A French incest "fairytale" brought a touch of scandal to the Cannes Film Festival Tuesday but even the frisson of illicit sex couldn't save the movie from a critical mauling.

"Marguerite and Julien", one of five French movies among the 19 contenders for the top prize at the world's biggest cinema showcase, tells the true story of aristocratic siblings in 16th century France whose deep love turns into physical passion when they reach adolescence.

French actress-turned-director Valerie Donzelli said she was attracted to the bohemian spirit of the story, adapted from an unrealised screenplay by Jean Gruault, who wrote it in the 1970s for French New Wave icon Francois Truffaut.

Flouting religion, the law and their family, the star-crossed lovers run away together from the chateau of their childhood, and Marguerite quickly gets pregnant.

But the authorities soon catch up with them with arrest warrants for a capital crime. When their father appeals to the king's secretary of state for clemency, he refuses on image grounds: "All of Europe says the French court is a whorehouse."   
Donzelli tells the once-upon-a-time story with a childlike innocence, narrated by latter-day girls in an orphanage breathlessly telling the scandalous tale.

"The idea was to depict Marguerite and Julien like a myth or a legend -- they were like rock stars who fascinated these orphans," she said.

"The film needed to be dealt with in that manner so we had the idea of telling the fairytale to these young children."

Donzelli also weaves in anachronistic elements such as police helicopters, electronics and blaring pop music -- reminiscent of Sofia Coppola's "Marie Antoinette", which was also panned by Cannes critics when it opened the festival in 2006.

However the reaction to "Marguerite and Julien" has proved far more vicious.

- 'Buttock-clenchingly embarrassing' -

Film industry bible Variety remarked drolly that "incest has never felt so cloying".

"The film is a painfully silly, laughably naive Romance with a capital 'R'," reviewer Jay Weissberg said.

Reviewer Peter Bradshaw of London's The Guardian newspaper said the movie "joins the ranks of Cannes' most appallingly bad films", calling it "buttock-clenchingly embarrassing".

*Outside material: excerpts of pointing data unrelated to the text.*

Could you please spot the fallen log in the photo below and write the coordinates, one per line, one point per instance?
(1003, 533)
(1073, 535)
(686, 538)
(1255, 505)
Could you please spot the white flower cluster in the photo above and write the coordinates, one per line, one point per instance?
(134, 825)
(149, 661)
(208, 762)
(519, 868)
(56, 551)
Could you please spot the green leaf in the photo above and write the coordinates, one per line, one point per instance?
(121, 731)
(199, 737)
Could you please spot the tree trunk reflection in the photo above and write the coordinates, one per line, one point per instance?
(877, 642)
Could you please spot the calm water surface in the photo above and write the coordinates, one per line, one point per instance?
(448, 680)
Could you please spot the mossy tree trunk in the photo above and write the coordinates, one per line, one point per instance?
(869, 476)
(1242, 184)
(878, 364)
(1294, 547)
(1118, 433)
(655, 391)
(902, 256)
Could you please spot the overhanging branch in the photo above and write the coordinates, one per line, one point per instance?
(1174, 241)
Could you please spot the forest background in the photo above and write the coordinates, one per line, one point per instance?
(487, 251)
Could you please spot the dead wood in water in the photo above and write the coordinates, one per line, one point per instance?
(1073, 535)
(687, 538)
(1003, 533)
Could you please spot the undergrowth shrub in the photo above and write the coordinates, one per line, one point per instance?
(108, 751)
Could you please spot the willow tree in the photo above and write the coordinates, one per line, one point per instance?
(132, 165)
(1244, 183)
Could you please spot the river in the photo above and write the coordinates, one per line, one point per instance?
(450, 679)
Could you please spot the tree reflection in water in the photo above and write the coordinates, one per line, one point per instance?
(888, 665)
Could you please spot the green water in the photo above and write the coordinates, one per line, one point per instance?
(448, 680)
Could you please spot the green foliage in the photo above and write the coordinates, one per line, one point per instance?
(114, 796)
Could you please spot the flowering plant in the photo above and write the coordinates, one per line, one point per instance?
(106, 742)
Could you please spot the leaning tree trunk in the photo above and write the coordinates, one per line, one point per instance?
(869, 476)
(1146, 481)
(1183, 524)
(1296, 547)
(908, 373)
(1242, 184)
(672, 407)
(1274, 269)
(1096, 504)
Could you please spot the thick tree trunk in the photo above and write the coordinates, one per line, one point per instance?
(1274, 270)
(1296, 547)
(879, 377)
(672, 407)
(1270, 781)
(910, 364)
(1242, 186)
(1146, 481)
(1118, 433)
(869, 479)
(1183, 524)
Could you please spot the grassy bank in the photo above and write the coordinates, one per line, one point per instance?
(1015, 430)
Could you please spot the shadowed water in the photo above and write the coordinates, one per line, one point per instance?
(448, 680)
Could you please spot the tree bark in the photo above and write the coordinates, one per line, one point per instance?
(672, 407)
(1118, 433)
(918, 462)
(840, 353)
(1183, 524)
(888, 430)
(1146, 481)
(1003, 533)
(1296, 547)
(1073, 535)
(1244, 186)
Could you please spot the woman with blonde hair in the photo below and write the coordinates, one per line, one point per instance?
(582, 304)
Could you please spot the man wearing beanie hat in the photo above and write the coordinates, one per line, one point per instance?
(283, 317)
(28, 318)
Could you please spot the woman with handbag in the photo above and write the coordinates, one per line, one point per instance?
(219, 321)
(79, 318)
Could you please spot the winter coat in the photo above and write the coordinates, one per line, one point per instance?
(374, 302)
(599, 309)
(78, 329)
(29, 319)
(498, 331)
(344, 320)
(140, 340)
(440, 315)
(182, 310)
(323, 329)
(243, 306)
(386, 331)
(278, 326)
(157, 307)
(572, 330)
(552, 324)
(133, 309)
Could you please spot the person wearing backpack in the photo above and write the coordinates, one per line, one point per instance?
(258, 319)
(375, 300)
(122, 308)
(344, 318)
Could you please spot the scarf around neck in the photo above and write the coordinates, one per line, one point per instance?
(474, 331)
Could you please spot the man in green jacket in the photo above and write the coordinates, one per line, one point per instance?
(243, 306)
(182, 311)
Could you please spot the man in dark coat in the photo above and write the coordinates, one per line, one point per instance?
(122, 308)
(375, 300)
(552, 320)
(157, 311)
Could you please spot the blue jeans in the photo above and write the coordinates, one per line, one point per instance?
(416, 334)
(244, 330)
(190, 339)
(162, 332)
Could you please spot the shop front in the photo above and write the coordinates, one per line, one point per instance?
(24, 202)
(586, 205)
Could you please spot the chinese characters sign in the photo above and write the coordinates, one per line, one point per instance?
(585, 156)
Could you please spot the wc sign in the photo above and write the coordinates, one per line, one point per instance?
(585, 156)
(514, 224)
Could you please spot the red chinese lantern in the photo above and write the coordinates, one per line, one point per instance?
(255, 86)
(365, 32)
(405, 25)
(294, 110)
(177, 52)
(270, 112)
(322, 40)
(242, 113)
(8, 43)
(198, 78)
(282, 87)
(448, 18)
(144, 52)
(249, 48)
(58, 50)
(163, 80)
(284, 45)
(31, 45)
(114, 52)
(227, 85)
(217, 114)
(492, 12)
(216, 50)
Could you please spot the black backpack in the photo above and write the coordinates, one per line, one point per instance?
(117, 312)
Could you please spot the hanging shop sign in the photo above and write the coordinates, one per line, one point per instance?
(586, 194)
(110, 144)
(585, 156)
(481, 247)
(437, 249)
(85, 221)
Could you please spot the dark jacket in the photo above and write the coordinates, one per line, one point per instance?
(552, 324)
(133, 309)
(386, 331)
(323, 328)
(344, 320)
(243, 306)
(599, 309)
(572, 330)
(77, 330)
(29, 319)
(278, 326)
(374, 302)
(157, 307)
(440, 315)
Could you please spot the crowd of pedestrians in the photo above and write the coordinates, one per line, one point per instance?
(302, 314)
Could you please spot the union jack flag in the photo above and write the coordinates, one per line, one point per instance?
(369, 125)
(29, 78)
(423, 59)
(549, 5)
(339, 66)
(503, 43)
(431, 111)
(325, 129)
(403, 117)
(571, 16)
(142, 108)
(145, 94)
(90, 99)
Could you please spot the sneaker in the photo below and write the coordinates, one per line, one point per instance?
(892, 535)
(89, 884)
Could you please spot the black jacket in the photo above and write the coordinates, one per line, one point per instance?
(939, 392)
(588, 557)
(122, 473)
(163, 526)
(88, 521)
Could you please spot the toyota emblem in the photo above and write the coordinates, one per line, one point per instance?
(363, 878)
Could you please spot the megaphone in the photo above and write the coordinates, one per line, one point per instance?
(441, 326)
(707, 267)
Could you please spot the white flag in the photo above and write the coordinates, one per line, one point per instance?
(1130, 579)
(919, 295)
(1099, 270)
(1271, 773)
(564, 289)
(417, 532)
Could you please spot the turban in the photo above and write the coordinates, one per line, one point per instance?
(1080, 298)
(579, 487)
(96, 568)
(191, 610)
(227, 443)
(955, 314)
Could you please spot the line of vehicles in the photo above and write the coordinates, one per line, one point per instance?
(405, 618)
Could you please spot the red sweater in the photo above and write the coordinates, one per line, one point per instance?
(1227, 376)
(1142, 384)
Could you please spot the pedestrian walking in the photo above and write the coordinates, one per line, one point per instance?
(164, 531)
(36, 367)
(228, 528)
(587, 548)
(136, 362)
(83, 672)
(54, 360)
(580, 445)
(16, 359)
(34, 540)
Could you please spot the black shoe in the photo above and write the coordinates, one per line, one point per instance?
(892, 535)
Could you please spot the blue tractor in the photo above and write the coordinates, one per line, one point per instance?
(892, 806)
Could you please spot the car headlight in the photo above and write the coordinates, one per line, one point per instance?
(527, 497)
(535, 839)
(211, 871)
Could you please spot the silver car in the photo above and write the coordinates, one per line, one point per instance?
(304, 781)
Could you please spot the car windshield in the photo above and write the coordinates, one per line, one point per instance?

"There are turkeys and there are turkeys. This is a turkey de luxe, with stuffing, bread sauce, and a paper hat," he said.
"It is strange that Cannes will keep on mystifyingly offering us terrible movies from its home turf or home team."

Trade magazine The Hollywood Reporter called it "bonkers" in style and "rather odd" that the sex between siblings was not presented as "problematic in any way", even when told as a children's story.

"Only in France," it concluded.

French newspaper L'Express admitted the film was likely to divide critics but hailed "the uniqueness of (Donzelli's) vision and tone -- never affected but ceaselessly inventive".

Most of the French films in competition this year have drawn only mixed reviews.

However the biggest competition flop at the festival so far has been the US movie "The Sea of Trees", a far-fetched existential drama directed by Gus Van Sant and starring Matthew McConaughey and Naomi Watts. It was loudly booed at its press previews.

Cannes tends to revel in scandal and has another sure-fire provocation in the offing later this week.  

Gaspar Noe, an Argentinian-born director who works in France will be showing his movie "Love" -- suggested to be heavily pornographic, based on an X-rated poster he released online -- in a midnight screening.

The festival wraps up Sunday with a gala awards ceremony where a jury led by US filmmakers Joel and Ethan Coen will decide the Cannes prizes.